“Applications of Computer Graphics to Molecular Modeling” by O’Donnell, Hutchins, Kellogg, Olejniczak and Olson

  • ©TJ O'Donnell, Charles W. Hutchins, Glen Eugene Kellogg, Edward (Ed) Thaddeus Olejniczak, and Arthur J. Olson


Entry Number: 44


    Applications of Computer Graphics to Molecular Modeling

Course Organizer(s):



    Working knowledge of 3D chemical structures (first-year undergraduate chemistry) and at least one software system used for molecular structure display either on a workstation or PC. Some background in proteins is helpful.

    Who Should Attend
    People who actively are involved in scientific visualization, especially chemistry, or who support those researchers through design of computer graphics applications.

    The course covers the application of molecular modeling in its widest sense, by demonstrating new ways for research chemists to look at familiar modeling data. Examples focus on how computer graphics is being used to develop and refine models of molecular structure. The course provides practical applications of computer graphics technologies in molecular modeling and explores opportunities to improve technology to satisfy chemists.

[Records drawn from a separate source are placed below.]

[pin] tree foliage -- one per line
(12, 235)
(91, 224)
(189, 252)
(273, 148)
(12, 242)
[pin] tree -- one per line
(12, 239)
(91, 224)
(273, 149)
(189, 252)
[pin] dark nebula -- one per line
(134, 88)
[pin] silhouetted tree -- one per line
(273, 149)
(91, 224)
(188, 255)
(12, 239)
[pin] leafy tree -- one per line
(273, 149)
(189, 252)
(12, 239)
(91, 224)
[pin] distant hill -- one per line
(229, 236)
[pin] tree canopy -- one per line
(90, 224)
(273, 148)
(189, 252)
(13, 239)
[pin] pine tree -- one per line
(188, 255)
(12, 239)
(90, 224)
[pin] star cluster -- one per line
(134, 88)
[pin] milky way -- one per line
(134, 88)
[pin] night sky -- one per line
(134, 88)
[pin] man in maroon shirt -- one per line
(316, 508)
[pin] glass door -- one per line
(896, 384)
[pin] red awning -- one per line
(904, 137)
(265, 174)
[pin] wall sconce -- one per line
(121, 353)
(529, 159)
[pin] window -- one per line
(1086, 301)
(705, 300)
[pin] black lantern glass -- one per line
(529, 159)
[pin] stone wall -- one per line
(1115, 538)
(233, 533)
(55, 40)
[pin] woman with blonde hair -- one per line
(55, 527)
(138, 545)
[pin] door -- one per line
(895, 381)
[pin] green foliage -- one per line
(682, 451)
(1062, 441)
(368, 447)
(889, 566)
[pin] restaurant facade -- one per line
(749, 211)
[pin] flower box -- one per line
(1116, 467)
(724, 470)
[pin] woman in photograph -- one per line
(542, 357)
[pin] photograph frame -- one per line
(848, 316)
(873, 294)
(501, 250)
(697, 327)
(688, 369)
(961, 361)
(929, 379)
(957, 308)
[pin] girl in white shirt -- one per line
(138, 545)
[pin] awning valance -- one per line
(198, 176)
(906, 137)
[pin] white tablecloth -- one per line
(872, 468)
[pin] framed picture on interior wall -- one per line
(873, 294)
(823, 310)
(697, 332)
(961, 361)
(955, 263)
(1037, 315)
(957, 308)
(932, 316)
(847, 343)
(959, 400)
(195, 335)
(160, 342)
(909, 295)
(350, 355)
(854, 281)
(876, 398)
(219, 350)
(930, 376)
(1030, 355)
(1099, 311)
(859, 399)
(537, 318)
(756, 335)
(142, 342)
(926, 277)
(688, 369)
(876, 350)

    Computer graphics has been used in chemistry since the beginning of computer graphics. Some of the very first computer graphics systems were used by chemists to display simple line drawings of their three dimensional molecular structures and dot surfaces surrounding them. The ability to visualize large and complex molecular structures as well as the ability to compute properties of molecules and their interactions has given rise to a new field of chemistry known as computer assisted molecular design (CAMD). While CAMD is sometimes compared to CAD/CAM, its purpose is not to design a shape before it is made into reality, but rather to understand the nature of the intricate interactions between molecules which is responsible for much of the usefulness of chemistry in our society. For example, the ability of a drug molecule to act upon its receptor in the body is directly and indirectly due to the three dimensional complementarity in shape of the drug and its receptor. Many molecular properties, such as electronic properties are indirectly dependent upon the 3-D shape of the molecule. Computer graphics and computational chemistry has become so useful that several commercial modeling systems are currently available and are being used in chemical and pharmaceutical companies throughout the world as well as in university and other research organizations.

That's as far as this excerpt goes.